Paula Gual
Data Part Time Barcelona May 2019
In this project we will create a Machine Leaning Model to predict if a visit of the Google Merchandising store will buy or not.
The dataset I will be using for the project is basically data from the Google Analytics account of the Google Merchandising store. This dataset is available on Kaggle.
[Google Analytics from Google Merchandising Store]https://www.kaggle.com/colinpearse/ga-analytics-with-json-columns
I've imported all the Dataset in a pandas dataframe, using the chunk method, as the original data csv is huge.
I've classified all the variables on my dataset:
CATEGORICAL:
- channelGrouping: Channel of arrival of the visit
- fullVisitorId: Visitor ID
- sessionId: Session ID (contains Visitor ID)
- socialEngagementType: Type of engagement
- deviceBrowser: Name of the Browser
- deviceCategory: Name of the device category
- deviceOS: The OS of the device
- geoCity: City of the visit
- geoContinent: Continent of the visit
- geoCountry: Country of the visit
- geoMetro: Metro of the visit
- geoDomain: Domain of the visit
- geoRegion: Region of the visit
- geoSubContinent: Subcontinent of the visit
- trafficSourceAdContent: Source of the Ads
- adwordsClickAdNetworkType: Ad Source
- adwordsClickGclId: Ad Click ID
- adwordsClickInfo.slot: Place of the ad
- trafficSourceCampaign: Name of the souce campaign
- trafficSourceKeyword: Name of the source Keyword
- trafficSourceMedium: Name of the source Medium
- trafficSourceReferralPath: Referral Path
- trafficSourceSource: Name of the source
BOOLEAN:
- deviceIsMobile: is the device mobile
- totalsBounces: Is bounce
- totalsNewVisits: Is new visit
- adwordsClickIsVideoAd: Is from ad video
- trafficSourceIsTrueDirect: Is it a true direct visit
ORDINAL:
- visitId: Visit ID integer (is the date in unix time)
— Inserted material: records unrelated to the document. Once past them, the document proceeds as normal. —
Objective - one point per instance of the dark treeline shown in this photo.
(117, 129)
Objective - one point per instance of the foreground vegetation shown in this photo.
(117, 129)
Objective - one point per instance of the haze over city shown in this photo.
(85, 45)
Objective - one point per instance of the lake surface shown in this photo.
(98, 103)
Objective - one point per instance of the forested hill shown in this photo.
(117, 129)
- visitNumber: The number of visit of one user
NUMERICAL:
INTEGER:
- totalsHits: number of hits
- totalsPageviews: number of pageviews
- totalsTransactionRevenue: (TARGET) logaritm if the revenue
- totalsVisits: Number of visits
- adwordsClickInfoPage: click from ad in page
DATE:
- date: Date of the visit
- visitStartTime: unix time of the visit
I've preprocessed and cleaned all the data vars, manly replace the Nans using different strategies, depending on the data. I have also fixed some uncorrect types, of the variables.
I have divided the EDA in two parts: EDA of the numeric vars and the EDA of the categorical vars.
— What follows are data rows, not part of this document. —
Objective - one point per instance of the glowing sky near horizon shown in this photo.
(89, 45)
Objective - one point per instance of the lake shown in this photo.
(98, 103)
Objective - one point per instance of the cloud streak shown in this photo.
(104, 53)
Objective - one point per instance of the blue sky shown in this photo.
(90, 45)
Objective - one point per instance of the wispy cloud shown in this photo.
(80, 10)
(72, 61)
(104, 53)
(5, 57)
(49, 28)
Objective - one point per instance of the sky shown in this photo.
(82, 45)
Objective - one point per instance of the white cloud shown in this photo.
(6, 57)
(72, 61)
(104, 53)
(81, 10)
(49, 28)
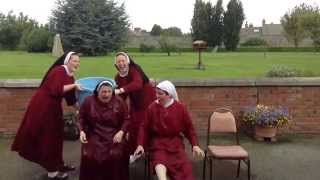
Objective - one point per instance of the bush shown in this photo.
(146, 48)
(282, 71)
(266, 116)
(254, 42)
(38, 40)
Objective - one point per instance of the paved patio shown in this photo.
(292, 157)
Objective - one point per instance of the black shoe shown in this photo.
(67, 167)
(57, 178)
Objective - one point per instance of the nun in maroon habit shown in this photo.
(103, 121)
(40, 136)
(162, 132)
(134, 85)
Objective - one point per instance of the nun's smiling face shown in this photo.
(122, 63)
(74, 63)
(105, 93)
(162, 96)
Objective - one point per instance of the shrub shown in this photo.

For the EDA of the numeric vars, I have first analysed the Target. Then the other numeric variables, by themselves (distribution) and comparing them to the target. Also I have visualized all the data, manly with scatterplots and boxplots.
I have also checked the correlation, and deleted a variable (hits) that was highly correlated with another (Pageviews).
For the EDA of the categorical vars I have studied the different values for each one, and also compared those number of values depending on the target var. Also I have visualized all the data, manly with bar charts.
In some cases, as the variable had many posible outcomes, I have created a new var with only the most repeated values, or the most related values to the target.
I have selected the features that based on the EDA I belive are more related to the target.
The categorical vars I have encoded them, and craeted dummies.
In the model selection process I will take into account: 1.- It is a binaty classification problem 2.- The data is Sparse 3.- The target is very unbalanced (1,29% vs 98,71) 4.- There is a lot of data 903455 rows and 48 columns
Model Selection 1.- I'll use a decision tree 2.- I'll try to balance the classes down sampling the data 3.- I'll use Under ROC Curve (AUROC) as metric
Algorithm Ramdom Forest Parameters {'bootstrap': True, 'criterion': 'gini', 'max_depth': 9, 'max_features': 'auto', 'n_estimators': 100}
The final results of the model are:
F1: 0.96 Confusion Matrix: (2144, 159) (30, 2273) AUC: 0.96
Feature Importance Importance / Feature 0.5045 / totalsPageviews 0.1228 / totalsBounces 0.0820 / continet_Americas 0.0374 / source_Googleplex 0.0315 / referral_Home
The conclusion is that it is possible to predict the conversion in an ecommerce, only having the data from the Google Analytics data of the visits.